Studies of flexible systems

Pau Bernadó

Centre de Biochimie Structurale (CBS) Montpellier, France

Small-angle X-ray Scattering (SAXS) is nowadays a well-established method to structurally characterize biomolecules and macromolecular complexes in solution. Most common modelling strategies of SAXS data relay on the presence of a single family of particles in solution with an identical 3D structure. However, there are very relevant biological systems where this approximation is not valid because they sample a large number of conformational substates with important structural rearrangements that modify the molecular size and shape. Multi-domain proteins, Intrinsically Disordered Proteins (IDPs) and RNA are examples of this situation. For these cases, traditional approaches are no longer valid and new modelling methodologies are required. Several approaches have been developed for the quantitative interpretation of SAXS data of flexible biomolecules in terms of structure and dynamics. These methods include Ensemble Optimization Method (EOM), the Minimal Ensemble Search (MES), and Ensemble Refinement of SAXS (EROS).
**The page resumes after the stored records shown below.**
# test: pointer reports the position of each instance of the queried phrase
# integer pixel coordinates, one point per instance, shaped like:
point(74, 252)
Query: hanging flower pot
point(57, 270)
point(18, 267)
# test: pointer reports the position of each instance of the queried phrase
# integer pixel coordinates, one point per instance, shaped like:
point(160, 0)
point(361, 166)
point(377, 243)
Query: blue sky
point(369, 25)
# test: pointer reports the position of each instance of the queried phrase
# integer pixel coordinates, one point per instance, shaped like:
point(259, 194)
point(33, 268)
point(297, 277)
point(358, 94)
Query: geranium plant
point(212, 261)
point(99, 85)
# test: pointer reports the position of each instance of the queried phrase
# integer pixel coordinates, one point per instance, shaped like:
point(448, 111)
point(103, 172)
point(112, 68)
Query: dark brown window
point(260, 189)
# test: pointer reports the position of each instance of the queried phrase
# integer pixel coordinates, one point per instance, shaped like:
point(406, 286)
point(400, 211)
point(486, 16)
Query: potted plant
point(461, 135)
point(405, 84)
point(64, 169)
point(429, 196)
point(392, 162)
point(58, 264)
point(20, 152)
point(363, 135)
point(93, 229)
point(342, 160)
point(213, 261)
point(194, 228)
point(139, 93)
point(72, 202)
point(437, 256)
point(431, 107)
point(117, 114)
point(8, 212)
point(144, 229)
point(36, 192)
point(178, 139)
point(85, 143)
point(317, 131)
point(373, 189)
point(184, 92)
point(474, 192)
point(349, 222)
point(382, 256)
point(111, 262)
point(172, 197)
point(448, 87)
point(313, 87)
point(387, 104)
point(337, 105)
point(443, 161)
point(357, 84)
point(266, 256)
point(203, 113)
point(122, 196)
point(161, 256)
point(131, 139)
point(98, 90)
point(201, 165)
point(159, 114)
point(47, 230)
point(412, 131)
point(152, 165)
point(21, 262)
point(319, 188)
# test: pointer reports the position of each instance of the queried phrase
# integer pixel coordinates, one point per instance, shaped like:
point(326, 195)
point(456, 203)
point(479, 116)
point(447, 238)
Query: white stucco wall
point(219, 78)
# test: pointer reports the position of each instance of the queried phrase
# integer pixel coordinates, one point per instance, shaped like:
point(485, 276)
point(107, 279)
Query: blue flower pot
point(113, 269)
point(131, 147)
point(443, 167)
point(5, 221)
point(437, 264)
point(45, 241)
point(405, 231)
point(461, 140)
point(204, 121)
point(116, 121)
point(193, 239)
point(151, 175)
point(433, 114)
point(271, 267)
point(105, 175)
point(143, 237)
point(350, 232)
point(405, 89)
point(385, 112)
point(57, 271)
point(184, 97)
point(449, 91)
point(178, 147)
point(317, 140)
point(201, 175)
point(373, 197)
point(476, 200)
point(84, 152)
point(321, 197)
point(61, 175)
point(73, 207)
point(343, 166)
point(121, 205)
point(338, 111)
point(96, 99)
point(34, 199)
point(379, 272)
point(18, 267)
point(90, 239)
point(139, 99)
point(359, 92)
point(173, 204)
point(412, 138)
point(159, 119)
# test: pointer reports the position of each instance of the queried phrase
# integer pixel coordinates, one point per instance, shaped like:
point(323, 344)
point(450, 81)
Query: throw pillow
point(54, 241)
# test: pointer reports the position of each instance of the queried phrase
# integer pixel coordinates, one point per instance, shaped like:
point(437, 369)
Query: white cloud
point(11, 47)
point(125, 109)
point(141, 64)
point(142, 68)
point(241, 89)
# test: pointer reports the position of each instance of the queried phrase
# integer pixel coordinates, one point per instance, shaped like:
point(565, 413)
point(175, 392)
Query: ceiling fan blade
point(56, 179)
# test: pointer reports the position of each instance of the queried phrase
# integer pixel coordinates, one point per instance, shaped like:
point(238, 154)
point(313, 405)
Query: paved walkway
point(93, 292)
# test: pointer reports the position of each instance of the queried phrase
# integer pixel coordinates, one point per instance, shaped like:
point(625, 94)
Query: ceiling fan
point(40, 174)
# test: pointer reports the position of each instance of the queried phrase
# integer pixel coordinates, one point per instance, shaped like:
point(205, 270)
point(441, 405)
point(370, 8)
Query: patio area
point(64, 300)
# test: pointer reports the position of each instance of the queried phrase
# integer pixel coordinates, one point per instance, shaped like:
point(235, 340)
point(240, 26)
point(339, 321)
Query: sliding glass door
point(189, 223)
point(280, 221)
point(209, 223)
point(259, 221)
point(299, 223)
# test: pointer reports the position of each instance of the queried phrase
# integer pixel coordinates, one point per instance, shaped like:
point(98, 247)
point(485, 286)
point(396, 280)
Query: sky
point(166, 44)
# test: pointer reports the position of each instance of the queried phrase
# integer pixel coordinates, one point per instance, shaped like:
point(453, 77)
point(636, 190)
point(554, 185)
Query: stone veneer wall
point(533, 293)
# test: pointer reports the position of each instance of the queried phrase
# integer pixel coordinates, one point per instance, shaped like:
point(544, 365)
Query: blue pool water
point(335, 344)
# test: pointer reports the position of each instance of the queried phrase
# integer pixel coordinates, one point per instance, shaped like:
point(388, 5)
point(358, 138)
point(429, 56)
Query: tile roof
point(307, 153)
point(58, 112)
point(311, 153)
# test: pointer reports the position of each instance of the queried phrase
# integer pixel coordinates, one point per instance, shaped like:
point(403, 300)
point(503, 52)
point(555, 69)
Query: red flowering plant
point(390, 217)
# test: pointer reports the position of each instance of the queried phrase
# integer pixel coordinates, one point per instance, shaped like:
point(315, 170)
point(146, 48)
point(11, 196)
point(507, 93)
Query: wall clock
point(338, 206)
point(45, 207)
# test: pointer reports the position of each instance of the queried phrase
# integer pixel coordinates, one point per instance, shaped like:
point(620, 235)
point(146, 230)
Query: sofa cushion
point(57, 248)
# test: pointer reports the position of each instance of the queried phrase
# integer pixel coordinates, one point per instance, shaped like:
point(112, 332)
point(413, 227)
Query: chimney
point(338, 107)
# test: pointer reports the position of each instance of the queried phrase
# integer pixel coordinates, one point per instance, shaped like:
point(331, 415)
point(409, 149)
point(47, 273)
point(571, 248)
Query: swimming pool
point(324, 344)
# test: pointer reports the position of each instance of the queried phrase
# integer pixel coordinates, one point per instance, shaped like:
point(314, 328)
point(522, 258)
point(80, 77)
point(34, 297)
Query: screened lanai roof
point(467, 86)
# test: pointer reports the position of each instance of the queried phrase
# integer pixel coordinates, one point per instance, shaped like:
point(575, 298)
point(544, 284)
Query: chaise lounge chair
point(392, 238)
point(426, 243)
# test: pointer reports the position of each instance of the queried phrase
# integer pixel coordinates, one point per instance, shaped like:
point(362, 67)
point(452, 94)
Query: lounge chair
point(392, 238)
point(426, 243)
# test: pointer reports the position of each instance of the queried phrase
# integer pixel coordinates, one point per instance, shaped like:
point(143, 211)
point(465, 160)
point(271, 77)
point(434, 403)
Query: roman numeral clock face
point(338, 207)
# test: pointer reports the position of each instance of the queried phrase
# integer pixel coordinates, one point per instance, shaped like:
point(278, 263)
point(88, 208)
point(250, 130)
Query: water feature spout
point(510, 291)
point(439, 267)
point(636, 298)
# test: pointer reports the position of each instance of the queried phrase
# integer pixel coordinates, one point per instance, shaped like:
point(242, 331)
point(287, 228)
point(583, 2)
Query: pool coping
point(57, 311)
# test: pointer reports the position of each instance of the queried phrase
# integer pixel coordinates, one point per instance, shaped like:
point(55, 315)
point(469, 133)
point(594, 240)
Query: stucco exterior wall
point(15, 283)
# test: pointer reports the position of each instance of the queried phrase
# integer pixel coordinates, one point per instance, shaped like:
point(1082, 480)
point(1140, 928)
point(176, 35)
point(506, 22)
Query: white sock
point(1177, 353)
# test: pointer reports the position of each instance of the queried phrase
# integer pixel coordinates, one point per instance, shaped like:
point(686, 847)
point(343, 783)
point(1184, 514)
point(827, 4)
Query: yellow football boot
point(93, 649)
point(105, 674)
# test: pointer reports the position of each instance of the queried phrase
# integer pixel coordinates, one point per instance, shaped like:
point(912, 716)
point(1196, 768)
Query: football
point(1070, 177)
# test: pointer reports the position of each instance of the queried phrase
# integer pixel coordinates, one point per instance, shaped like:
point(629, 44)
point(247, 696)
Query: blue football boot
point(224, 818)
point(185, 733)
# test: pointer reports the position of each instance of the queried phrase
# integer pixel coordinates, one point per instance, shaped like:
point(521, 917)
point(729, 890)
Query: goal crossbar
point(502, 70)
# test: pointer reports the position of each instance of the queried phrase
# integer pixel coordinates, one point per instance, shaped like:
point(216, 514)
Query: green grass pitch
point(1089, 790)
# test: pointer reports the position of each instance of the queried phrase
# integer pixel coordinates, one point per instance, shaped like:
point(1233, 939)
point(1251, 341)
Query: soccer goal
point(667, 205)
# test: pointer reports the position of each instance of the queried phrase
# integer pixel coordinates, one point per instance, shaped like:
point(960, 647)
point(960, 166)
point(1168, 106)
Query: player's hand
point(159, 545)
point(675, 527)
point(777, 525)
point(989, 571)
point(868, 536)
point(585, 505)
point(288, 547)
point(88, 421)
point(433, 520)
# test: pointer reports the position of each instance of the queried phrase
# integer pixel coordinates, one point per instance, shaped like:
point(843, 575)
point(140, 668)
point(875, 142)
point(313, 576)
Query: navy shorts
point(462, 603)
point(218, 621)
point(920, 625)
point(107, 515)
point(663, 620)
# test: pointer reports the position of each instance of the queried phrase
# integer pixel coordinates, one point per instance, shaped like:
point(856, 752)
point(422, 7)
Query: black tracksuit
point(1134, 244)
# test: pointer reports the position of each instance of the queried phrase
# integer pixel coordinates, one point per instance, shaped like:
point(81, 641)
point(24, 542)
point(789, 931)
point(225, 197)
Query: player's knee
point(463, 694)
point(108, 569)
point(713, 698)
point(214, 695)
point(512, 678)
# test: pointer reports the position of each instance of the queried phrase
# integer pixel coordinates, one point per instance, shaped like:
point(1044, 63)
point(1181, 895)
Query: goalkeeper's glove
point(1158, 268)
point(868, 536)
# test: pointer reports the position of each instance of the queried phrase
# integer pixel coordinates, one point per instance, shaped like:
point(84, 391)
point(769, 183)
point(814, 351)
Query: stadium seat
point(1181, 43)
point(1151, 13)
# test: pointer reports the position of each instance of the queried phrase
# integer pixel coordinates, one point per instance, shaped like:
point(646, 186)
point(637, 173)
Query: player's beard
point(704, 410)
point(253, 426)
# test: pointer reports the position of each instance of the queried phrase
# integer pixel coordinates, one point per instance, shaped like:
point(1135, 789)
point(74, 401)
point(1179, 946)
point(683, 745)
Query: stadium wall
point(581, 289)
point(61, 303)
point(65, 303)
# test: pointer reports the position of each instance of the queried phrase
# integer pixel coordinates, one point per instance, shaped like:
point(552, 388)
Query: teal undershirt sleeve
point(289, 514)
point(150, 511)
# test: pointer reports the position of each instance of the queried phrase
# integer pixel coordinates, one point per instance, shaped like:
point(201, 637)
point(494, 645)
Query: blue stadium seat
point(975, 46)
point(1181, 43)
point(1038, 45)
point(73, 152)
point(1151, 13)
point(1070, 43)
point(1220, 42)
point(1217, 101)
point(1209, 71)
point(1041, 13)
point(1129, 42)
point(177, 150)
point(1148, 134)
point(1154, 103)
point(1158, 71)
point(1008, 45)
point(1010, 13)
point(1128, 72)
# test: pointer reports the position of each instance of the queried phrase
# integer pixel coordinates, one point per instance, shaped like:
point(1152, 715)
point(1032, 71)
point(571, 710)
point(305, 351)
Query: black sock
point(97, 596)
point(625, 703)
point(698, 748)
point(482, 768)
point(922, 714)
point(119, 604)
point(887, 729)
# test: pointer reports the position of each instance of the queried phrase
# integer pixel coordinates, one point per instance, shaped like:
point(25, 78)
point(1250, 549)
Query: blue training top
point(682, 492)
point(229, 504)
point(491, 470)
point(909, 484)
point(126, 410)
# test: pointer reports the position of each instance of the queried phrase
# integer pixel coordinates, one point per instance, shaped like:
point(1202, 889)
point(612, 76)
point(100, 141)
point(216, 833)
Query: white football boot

In this talk the relevance of protein dynamics and how SAXS can help in its characterization will be presented. The importance of the detection of protein dynamics in order to avoid structural aliasing will be stressed. Additionally, the EOM will be presented with especial emphasis on the advantages, requirements and limitations for its usage. Several examples will be given to exemplify the concepts provided along the presentation.